Georgetown took care of business Wednesday night, blowing the doors off of lowly Coppin State en route to a comfortable 96-44 win. Rodney Pryor scored 30 points to lead Georgetown, his fourth time eclipsing 25 in eight games as a Hoya. But the story of the game was the sustained energy with which Georgetown played. The Hoyas' full-court press forced the issue early, generating Coppin State turnovers that resulted in easy fast-break baskets. A lively Georgetown half-court offense created looks on the perimeter and at the rim, and the Hoyas used their superior size to pound the glass to the tune of 55 rebounds, including 21 second chances. Everything that was absent as Georgetown let Howard hang around on Sunday was present during tonight's rout. This game hopefully will set the tone for a challenging upcoming slate of games to wrap up Georgetown's non-conference schedule, the Hoyas' best remaining chance to claw their way back into a successful season.

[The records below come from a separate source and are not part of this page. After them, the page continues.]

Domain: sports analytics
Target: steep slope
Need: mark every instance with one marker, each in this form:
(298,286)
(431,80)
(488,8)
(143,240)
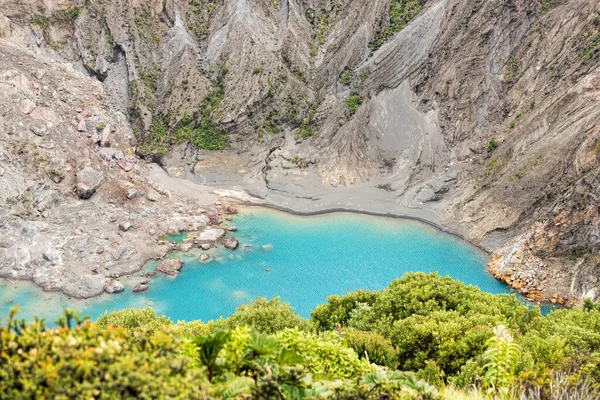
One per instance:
(484,112)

Georgetown never trailed, generally holding the visitors at about a point a minute throughout the game. A comfortable lead soon turned into a blowout as the Hoyas scored on 10 consecutive possessions, amassing an absurd 27 points while the visiting Eagles endured a four-minute scoring drought. By the half, Georgetown's lead had swelled beyond 40 points. The Hoyas kept up the attack in the second half despite an advantage that surpassed 50 points and stayed there.
So what went differently for Georgetown against Coppin State? First and foremost, effort. Georgetown pressed as it did in previous games, to great effect, as in the Hoyas' season opener against South Carolina-Upstate. Coppin State's guards were as overmatched as the Spartans' were. The Eagles turned the ball over 15 times on the game, including 4 possessions in a brief stretch where the Hoyas scored 9 points without allowing an opposing shot.
But it wasn't just press plus sweat equals points. Georgetown was sounder in half-court defense, using a zone that held Coppin State to just 27 percent shooting from the field. Unlike their smothering full-court defense, the Hoyas stayed at home in the half-court. Georgetown defenders didn't leap out on perimeter shooters, over-help on the few Eagle drivers, or bite hard on Coppin State pump fakes. By maintaining defensive integrity against an admittedly awful offense resulted in one awful Coppin State brick after another.
And the Hoyas moved the ball quickly on offense, finding the open man, which was made easier by the Eagles' pitiful defense. The headliner was Pryor, who continues to light it up in what has otherwise been an inefficient offense, hitting 7 of 8 three-pointers and 10 of 13 from the floor generally. While Pryor certainly has his warts as a player, scoring isn't one of them, as the transfer wing is averaging 19 points per game on 60 percent shooting inside the arc and 56 percent from three.
More encouraging than Pryor's eruption was the deep and balanced scoring attack. Ten Hoyas scored five or more points, as Georgetown assisted on 22 of its 34 made baskets. LJ Peak led the ball movement, taking a modest 6 shots but handing out 10 assists that set up one three-pointer after another. Eight different Hoyas connected from deep, including Jagan Mosely, Kaleb Johnson, and the prodigal Reggie Cameron, each of whom hit his first three-pointer of the season while Jonathan Mulmore hit his second. Georgetown will need each of those perimeter players to hit at least the occasional perimeter shot to open the floor for Hoyas slashing and posting inside.
So what does this all mean? That depends on what Georgetown does next. We've seen enough downs already this young season to be too convinced by the ups, particularly against lowly foes. The competition will increase starting Sunday, when the Hoyas face a frisky Elon team, followed a week later by a neutral site game against a very solid LaSalle squad before, the following weekend, a trip to depths of the Carrier Dome to face the hated Syracuse Orange.
All three games will test whether Georgetown can replicate tonight's performance against stiffer competition. Can the Hoyas maintain order on the defensive end against penetrating guards? Can they force turnovers by steady ball-handlers? And can they find spacing and shooting against longer, stiffer defenses? Only time will tell, but tonight was a good start.